Despite winning on the breach, Mr Mudgal received only $1,000 in nominal damages. His $5 million claim failed because he could not prove his losses flowed from SAP's breach:
- His difficulty finding work was more likely caused by COVID-19 immigration restrictions and his own immigration status, not any reputational damage from SAP.
- His major depressive disorder pre-dated the discovery of the breach, he only learned of the pre-ordained PIP during litigation, so it could not have caused his earlier distress.[7]
- His claim was essentially for lost future salary, which the law does not allow, as there is no right to lifetime employment.[8]
What Should Employers Do Differently?
On PIPs:
- Only use a PIP if you genuinely intend to retain the employee if they improve. If the decision to exit is already made, do not run a PIP, use the termination clause directly.
- Set clear, measurable objectives. Hold documented check-ins. Formally close out the plan and communicate the outcome to the employee.
- Never circulate internal emails describing the PIP as a "process to follow" while the exit is already planned. Those emails become evidence.
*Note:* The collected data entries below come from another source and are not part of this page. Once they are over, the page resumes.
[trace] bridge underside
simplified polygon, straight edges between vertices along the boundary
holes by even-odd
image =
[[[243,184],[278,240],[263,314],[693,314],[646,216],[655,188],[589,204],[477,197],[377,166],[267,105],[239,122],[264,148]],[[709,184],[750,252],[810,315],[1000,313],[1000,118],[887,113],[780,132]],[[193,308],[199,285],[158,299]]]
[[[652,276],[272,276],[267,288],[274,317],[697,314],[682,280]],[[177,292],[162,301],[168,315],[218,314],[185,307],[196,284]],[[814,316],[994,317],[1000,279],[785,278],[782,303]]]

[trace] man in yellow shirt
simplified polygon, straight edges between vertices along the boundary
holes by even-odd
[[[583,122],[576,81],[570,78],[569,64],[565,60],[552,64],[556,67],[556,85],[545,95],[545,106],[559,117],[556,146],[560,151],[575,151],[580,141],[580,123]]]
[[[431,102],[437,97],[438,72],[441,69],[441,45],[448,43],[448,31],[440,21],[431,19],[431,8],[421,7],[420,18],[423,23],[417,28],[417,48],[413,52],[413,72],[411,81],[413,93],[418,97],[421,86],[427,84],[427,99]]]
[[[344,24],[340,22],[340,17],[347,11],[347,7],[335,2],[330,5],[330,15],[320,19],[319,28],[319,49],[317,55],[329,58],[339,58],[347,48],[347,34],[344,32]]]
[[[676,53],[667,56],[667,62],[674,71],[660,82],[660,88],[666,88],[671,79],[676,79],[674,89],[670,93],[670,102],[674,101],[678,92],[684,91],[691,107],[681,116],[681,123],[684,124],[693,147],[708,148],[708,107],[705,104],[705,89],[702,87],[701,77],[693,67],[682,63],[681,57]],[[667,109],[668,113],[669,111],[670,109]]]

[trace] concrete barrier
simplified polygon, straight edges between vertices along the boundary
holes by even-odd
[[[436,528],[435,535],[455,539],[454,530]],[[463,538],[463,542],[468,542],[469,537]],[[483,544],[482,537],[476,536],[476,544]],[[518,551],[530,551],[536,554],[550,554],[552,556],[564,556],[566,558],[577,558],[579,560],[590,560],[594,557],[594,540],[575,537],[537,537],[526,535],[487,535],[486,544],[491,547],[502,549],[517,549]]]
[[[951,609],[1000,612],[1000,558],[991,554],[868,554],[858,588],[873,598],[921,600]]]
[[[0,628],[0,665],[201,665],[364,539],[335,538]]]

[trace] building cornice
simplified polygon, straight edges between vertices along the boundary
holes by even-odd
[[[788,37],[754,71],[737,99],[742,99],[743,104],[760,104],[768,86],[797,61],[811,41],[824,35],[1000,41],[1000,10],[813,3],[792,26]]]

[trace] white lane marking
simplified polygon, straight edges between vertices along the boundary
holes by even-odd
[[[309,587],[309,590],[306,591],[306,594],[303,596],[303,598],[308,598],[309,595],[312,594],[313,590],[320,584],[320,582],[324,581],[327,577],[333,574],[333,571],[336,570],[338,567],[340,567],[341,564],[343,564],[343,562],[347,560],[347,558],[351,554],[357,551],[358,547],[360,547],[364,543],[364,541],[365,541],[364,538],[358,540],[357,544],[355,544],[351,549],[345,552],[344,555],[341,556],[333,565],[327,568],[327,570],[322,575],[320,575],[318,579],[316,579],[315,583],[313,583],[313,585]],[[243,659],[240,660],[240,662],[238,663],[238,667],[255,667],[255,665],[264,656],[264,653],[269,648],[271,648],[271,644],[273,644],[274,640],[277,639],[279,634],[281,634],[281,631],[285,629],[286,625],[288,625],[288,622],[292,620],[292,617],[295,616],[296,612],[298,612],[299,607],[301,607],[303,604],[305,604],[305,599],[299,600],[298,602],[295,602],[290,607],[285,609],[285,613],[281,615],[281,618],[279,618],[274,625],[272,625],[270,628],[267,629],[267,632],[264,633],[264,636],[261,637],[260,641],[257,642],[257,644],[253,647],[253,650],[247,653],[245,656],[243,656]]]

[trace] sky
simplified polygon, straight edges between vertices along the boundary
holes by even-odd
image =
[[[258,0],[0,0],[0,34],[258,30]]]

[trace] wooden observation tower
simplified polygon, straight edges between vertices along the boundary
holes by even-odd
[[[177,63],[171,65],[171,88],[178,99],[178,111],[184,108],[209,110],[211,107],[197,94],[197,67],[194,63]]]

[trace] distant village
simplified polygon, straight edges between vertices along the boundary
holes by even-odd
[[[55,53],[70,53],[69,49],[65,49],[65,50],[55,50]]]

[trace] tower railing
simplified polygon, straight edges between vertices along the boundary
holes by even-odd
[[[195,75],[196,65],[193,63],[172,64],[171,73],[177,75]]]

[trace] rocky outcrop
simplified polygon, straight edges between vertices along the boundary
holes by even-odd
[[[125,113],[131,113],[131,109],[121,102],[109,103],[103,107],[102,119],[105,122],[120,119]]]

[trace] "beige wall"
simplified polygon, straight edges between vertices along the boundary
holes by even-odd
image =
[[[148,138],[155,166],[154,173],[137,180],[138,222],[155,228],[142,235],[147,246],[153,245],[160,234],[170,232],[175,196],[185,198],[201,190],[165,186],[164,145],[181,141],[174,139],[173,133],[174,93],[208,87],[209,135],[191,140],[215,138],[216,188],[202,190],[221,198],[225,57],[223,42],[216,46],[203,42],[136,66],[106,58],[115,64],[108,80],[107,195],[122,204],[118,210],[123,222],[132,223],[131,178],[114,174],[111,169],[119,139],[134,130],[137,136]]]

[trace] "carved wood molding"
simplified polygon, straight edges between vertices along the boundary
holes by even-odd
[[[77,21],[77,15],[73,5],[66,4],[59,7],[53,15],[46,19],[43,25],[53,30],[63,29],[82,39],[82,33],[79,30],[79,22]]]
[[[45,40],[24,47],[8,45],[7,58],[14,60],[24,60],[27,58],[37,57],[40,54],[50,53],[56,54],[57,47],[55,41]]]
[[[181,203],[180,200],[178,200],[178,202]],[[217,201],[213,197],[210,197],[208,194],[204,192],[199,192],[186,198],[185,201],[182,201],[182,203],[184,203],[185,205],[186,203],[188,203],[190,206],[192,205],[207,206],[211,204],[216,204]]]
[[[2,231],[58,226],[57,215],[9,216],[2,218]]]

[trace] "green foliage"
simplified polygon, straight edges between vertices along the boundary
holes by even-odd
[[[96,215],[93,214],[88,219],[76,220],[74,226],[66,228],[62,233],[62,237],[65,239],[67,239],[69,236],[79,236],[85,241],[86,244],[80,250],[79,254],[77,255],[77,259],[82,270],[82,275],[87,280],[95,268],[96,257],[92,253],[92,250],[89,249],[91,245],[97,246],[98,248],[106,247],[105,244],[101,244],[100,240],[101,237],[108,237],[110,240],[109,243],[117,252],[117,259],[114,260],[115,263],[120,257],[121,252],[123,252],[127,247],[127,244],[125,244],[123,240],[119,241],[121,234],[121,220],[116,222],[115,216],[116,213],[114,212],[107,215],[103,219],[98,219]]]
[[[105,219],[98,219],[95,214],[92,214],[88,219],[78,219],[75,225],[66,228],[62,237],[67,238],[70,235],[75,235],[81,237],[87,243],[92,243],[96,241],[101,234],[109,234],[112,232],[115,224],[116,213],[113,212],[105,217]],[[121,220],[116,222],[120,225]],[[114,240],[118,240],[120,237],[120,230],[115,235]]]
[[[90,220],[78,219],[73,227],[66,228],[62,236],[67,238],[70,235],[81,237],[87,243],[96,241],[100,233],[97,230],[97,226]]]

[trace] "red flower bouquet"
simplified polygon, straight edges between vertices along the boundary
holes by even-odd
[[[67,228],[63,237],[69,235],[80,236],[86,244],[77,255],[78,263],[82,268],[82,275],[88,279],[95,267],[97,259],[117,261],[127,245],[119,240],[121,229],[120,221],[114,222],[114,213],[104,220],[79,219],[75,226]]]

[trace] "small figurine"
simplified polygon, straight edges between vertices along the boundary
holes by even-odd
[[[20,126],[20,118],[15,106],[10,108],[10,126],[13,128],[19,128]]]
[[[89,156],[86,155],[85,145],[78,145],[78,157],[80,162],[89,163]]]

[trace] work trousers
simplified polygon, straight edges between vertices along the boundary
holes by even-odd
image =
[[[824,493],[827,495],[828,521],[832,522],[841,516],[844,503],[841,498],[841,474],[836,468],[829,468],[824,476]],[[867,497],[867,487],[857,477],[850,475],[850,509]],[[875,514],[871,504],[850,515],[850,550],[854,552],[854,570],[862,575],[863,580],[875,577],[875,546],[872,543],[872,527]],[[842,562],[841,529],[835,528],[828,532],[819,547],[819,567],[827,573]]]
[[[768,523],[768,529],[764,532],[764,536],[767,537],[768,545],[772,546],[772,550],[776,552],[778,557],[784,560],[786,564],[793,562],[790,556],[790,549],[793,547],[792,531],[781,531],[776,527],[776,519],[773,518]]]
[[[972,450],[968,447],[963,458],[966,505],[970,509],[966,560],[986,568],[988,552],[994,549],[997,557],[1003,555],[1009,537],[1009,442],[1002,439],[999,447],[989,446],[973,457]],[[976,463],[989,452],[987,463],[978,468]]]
On internal communications:
- Assume every internal message could appear in court. Statements like "full alignment on removing him" or "no appetite for long-term correction" will be scrutinised.
On fair evaluation:
- If an employee improves during a PIP, acknowledge it genuinely. Dismissing real improvement as "faking it", without proper basis, is exactly the kind of conduct the Court found problematic.
On termination:
- When a management decision to exit an employee has been made, use the contractual notice provision. It is lawful, clean, and does not expose the company to claims of dishonest conduct.
The court’s message is balanced. Employers may still manage firmly and terminate freely. But they must manage honestly.